I have found myself for the last few years, completely at a stop with horsemanship. I have come up with so many excuses to Why not complete my beautiful BLM mustang mare, Belladonna. I remember as a child being horse crazy and everything hoses. Just standing there was more then enough. I took riding lessons and read every book I could get my hands on. Soon I wanted more, I have always wanted to learn about things and just go way over the top to learn all I can. I have paid the monthly fees of top horseman's net clubs and thought I found a answer, but soon after I was finding myself just unhappy.
Why?
Every where we look horsemanship is about what we can do to horses, from 3 day events to classical dressage. Fun events all around, yet I was unhappy, with it all.
I went to a event here in my Home town called "Nevada County Rein Storm " http://www.nevadacountyreinstorm.com/ I had my own little space for my Abrasive natural hoof care, something I started studying over 3 years ago and never regretted it. I had some time to look at a few booth and saw Stormy's and was drawn over there.

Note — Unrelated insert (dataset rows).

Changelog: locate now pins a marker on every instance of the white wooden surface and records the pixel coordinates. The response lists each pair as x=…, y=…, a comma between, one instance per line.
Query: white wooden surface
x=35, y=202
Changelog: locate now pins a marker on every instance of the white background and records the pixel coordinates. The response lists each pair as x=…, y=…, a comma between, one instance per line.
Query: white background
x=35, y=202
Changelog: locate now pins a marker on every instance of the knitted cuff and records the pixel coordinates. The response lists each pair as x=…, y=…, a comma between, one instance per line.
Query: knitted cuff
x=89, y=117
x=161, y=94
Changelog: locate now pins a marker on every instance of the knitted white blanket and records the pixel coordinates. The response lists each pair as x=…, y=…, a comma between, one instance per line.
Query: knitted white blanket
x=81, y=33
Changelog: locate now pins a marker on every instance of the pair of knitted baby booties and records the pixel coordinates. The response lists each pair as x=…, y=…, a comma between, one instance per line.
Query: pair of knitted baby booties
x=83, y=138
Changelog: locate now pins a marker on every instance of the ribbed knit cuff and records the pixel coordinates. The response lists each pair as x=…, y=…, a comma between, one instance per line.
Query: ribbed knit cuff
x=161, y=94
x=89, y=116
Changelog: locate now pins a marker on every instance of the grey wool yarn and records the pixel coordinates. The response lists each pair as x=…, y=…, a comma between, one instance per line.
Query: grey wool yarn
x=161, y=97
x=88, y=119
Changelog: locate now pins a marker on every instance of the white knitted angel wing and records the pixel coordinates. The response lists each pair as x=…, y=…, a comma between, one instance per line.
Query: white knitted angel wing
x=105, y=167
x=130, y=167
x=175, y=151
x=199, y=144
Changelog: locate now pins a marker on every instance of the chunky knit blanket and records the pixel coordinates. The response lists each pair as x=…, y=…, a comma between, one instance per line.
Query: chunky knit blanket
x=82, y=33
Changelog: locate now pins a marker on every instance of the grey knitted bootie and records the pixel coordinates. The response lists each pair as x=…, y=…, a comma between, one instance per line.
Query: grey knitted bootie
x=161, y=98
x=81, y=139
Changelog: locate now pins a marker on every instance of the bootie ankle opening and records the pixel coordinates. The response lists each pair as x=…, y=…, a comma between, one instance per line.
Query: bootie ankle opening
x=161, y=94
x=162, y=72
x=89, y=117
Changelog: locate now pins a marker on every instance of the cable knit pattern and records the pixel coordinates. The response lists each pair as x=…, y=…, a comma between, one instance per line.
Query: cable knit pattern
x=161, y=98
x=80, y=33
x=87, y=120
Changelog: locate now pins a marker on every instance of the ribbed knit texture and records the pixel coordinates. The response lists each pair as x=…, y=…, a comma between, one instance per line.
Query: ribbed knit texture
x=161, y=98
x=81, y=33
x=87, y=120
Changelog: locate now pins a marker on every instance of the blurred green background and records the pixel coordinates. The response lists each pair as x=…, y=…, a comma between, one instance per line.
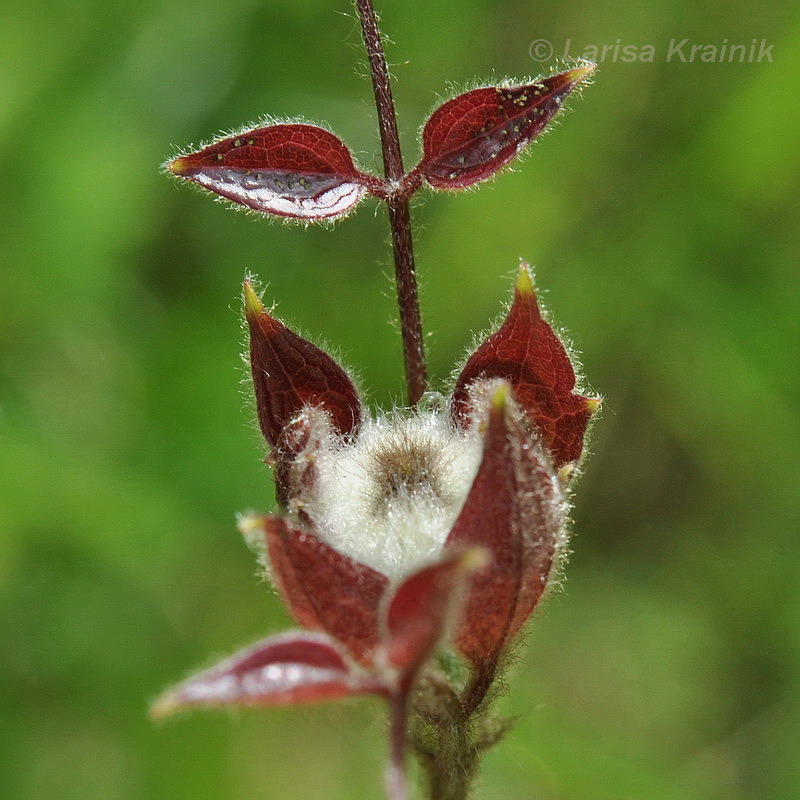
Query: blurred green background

The DVD caught my eye and we traded a few words and I bought it, and off I went to get back to my booth, if people wanted me to explain my style of trimming.
I never got a chance to watch the DVD that night, but early the next day with a cup of coffee I sat and watched it. I have heard of some of the names on the DVD cover, people who think outside of traditional horseman methods. The DVD was beautiful and really makes a person think and realize things.
For me it made me realize why I been in my downturn and have lost the passion for horses. It made me realize it is not all about running, yanking, tapping, etc.
When I first gentled my mare, I had her in 30 days halter broke and lead trained. And not with traditional ways. I listen to my gut and did things I felt were right for her and I, which made our bond grow stronger. I was happy and excited where I was in 2004 and 2005. But slowly I was told of this or that, or not doing that right or whatever. so I started to get my hands on everything. Natural horsemanship etc. I found myself in 2006 unhappy, I felt like I was stuck in a rut and it was just getting bigger and PLUS my mare and I only did things in training. I pet her etc but we lost our "togetherness" (is that a word?)
every one around could do things and yet I wanted more, I wanted to have something with my mare that is a fantasy. A partnership, a meaning...OUR BOND.
I think people should see this DVD and really think, because watching Stormy's movie really woke me up and made me realize that there are other ways and what I saw on this movie is what I myself want with my own horse and helping other horses.
For those wondering who is all featured on the TPOTH here are the people who Stormy interviewed: Klaus Ferdinand Hempfling, Alexander Nevzorov, Carolyn Resnick, Linda Kohanov, Mark Rashid, and Kim McElroy.
I started this blog because I want to write down my journey to better my bond and make a partnership with my own horse, thinking out of the box. Doing something that some may call worthless or silly. I believe it will better myself and get back what I have lost with my own mare, a bond and understanding.